O chão de Austregésilo de Athayde foi o jornalismo. Belarmino Maria Austregésilo de Athayde realizou-se na literatura feita para jornal. Tendo sido a figura mais importante da Academia Brasileira de Letras ao longo de mais de três décadas, nesse período mudou a Casa de Machado de Assis, dando-lhe nova e mais sólida estrutura.


O que é hoje a Academia, sua presença arquitetônica no Centro do Rio de Janeiro, a extraordinária ampliação de seu espaço e o conseqüente poderio material de seu patrimônio - tudo isso se deve à capacidade de direção e de administração de Austregésilo de Athayde, de tal modo que a ABL é hoje um dos melhores centros de conferências e cursos do País, juntamente com uma atuação permanente em favor da cultura brasileira.


Nosso gênero literário por excelência, a crônica de jornal, de Machado de Assis até hoje, deu um toque especial à nossa literatura. Nela se destacou Austregésilo, que escreveu incessantemente para o "Jornal do Comércio", artigos e crônicas de assuntos vários. Todos os que fazemos ou fizemos jornalismo - no meu caso, assinei uma coluna diária, "Porta de Livraria", durante vinte e cinco anos - conhecemos a tensão que nos invade sempre quando temos de escrever artigo ou editorial em cima da hora.
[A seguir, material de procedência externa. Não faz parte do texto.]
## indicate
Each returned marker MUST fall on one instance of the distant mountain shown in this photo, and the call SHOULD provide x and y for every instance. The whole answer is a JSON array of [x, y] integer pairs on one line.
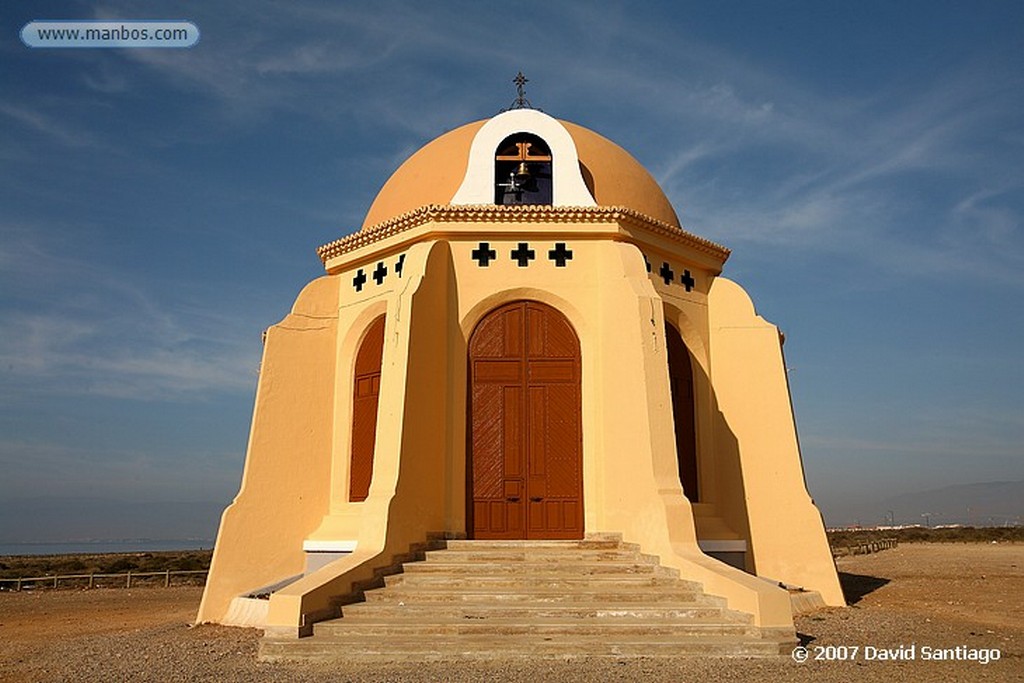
[[990, 504], [64, 519]]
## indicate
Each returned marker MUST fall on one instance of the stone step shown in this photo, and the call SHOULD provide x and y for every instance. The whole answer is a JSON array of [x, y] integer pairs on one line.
[[540, 556], [541, 546], [536, 568], [565, 582], [611, 593], [537, 626], [514, 599], [565, 610], [486, 647]]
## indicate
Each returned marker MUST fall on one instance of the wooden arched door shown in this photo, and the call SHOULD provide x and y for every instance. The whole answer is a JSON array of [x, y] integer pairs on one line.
[[683, 411], [525, 461], [365, 399]]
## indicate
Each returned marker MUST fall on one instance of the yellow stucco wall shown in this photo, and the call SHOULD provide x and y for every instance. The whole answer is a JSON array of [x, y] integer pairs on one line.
[[756, 412], [295, 486], [282, 498]]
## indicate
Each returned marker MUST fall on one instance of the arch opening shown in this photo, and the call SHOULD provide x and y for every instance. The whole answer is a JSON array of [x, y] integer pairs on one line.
[[683, 411], [367, 387], [524, 469], [522, 170]]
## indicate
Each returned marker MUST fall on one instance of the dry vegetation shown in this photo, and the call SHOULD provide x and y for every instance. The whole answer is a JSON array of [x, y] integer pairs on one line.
[[941, 595], [13, 566], [844, 538]]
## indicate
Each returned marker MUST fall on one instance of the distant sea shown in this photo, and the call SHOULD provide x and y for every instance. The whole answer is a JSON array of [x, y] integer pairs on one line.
[[91, 547]]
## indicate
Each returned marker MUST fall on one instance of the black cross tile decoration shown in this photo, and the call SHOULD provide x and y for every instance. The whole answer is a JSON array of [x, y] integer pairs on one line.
[[560, 255], [523, 254], [666, 272], [359, 280], [483, 254], [380, 272]]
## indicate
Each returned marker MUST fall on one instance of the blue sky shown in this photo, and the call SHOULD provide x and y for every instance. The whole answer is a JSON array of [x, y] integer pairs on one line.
[[160, 208]]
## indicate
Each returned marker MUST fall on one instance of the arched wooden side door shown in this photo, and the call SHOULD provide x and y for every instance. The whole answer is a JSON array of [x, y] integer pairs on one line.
[[525, 463], [683, 413], [367, 391]]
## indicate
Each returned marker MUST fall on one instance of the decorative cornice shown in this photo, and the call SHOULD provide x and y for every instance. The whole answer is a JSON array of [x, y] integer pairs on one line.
[[446, 213]]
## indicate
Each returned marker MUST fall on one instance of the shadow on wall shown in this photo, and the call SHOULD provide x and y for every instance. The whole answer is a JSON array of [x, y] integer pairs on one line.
[[856, 586]]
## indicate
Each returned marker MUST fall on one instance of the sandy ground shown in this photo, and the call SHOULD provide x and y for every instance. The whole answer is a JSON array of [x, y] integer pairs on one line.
[[926, 596]]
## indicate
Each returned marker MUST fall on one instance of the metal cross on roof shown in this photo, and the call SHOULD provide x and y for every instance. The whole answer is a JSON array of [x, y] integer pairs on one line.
[[520, 100]]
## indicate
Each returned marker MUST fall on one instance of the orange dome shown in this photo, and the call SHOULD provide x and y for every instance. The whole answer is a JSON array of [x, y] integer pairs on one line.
[[433, 174]]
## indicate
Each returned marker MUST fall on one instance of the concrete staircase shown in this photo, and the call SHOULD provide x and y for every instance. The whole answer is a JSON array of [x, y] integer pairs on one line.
[[523, 599]]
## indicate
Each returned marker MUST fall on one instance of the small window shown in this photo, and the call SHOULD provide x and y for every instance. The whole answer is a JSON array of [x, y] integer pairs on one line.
[[366, 394], [522, 171]]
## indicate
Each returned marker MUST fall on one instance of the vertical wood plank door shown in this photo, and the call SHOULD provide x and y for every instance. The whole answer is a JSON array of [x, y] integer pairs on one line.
[[367, 393], [525, 469]]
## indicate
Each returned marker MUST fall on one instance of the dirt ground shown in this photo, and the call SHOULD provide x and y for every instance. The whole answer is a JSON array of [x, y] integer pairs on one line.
[[939, 596]]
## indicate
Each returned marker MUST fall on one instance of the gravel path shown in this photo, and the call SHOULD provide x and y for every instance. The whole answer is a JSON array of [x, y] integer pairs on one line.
[[922, 595]]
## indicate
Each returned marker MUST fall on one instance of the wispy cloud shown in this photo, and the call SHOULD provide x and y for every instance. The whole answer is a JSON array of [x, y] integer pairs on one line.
[[91, 331], [49, 126]]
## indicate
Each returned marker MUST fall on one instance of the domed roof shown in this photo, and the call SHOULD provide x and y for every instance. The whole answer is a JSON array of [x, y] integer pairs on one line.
[[434, 174]]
Desde a I Guerra Mundial, a palavra de Austregésilo de Athayde analisou lucidamente o Brasil, com a palavra e a ação. Jornalista e escritor foi ele, imutavelmente, por mais de setenta anos, o jornalista brasileiro por excelência. Relendo o que escreveu e repensando o que fez, talvez seja melhor chamá-lo de o brasileiro por excelência.


Mencionei a palavra e a ação. É que nele as duas se juntavam. Não só a ação política, mas a de responsável por jornais e pela condução da mais importante instituição cultural de nossa gente, a Casa de Machado. Exilado por suas idéias, manteve Austregésilo de Athayde uma presença jornalística permanente, de tal maneira que o espaço do "Jornal do Comércio" que publicava seus artigos, guarda hoje ainda (e sai em livros) a visão aberta que tinha do nosso tempo e de nossos problemas.
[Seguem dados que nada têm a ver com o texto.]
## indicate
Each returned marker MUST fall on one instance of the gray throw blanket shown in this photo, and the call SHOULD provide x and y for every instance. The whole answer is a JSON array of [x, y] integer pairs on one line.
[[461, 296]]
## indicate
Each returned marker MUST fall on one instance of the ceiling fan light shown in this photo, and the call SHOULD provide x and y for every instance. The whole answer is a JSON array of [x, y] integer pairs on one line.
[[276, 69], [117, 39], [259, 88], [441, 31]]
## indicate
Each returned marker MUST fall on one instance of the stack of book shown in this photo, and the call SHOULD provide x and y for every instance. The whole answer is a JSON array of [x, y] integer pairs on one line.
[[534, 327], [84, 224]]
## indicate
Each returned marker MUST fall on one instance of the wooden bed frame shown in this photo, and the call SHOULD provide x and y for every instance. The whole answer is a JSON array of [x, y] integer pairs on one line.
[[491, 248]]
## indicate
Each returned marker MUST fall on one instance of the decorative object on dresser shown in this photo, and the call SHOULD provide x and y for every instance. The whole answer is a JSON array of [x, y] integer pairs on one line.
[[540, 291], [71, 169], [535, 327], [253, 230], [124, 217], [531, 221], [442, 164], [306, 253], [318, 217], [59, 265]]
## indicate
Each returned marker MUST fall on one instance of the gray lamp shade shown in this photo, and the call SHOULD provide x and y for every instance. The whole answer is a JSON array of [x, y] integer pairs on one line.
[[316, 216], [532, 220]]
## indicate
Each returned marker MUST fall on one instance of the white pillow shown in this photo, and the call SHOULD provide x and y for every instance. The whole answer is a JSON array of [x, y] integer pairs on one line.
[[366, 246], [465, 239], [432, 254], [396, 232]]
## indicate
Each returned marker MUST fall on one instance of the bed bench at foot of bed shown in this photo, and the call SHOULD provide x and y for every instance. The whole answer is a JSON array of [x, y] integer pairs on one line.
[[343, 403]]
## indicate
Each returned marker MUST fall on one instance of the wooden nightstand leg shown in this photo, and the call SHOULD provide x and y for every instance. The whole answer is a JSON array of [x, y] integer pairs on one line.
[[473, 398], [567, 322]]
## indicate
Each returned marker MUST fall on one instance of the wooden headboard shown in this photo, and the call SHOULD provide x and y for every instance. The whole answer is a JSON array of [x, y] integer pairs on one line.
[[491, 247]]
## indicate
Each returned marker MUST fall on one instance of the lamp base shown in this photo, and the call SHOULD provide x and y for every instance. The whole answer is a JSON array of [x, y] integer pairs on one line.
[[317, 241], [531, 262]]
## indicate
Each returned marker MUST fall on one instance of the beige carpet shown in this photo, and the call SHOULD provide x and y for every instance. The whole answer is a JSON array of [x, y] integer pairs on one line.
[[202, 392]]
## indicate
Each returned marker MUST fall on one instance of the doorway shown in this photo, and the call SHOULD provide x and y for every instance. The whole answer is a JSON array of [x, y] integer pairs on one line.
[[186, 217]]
O destino ou Deus (era ex-seminarista e Deus deve ter destacado um anjo especial para acompanhá-lo), um outro, ou os dois levaram-no com certeza à Comissão dos Direitos Humanos da ONU, onde deixou a assinatura brasileira mais importante do nosso tempo.


Estilo, tinha-o Austregésilo de Athayde direto e sem enfeites. Como um Stendhal do jornalismo. Não caía, contudo, no abandono total de adjetivos nem adotava a indiferença fria de quem tudo vê de cima. Pois nele preponderava o entusiasmo, no escrever e no pensar. Era entusiasmado no mostrar o que fazemos e por que o fazemos. Num de seus últimos artigos em vida, sobre o livro "Carta aos futuros analfabetos", do francês Paul Guth, repetia o que foi o tema de toda a sua vida - "Só a educação pode salvar uma comunidade."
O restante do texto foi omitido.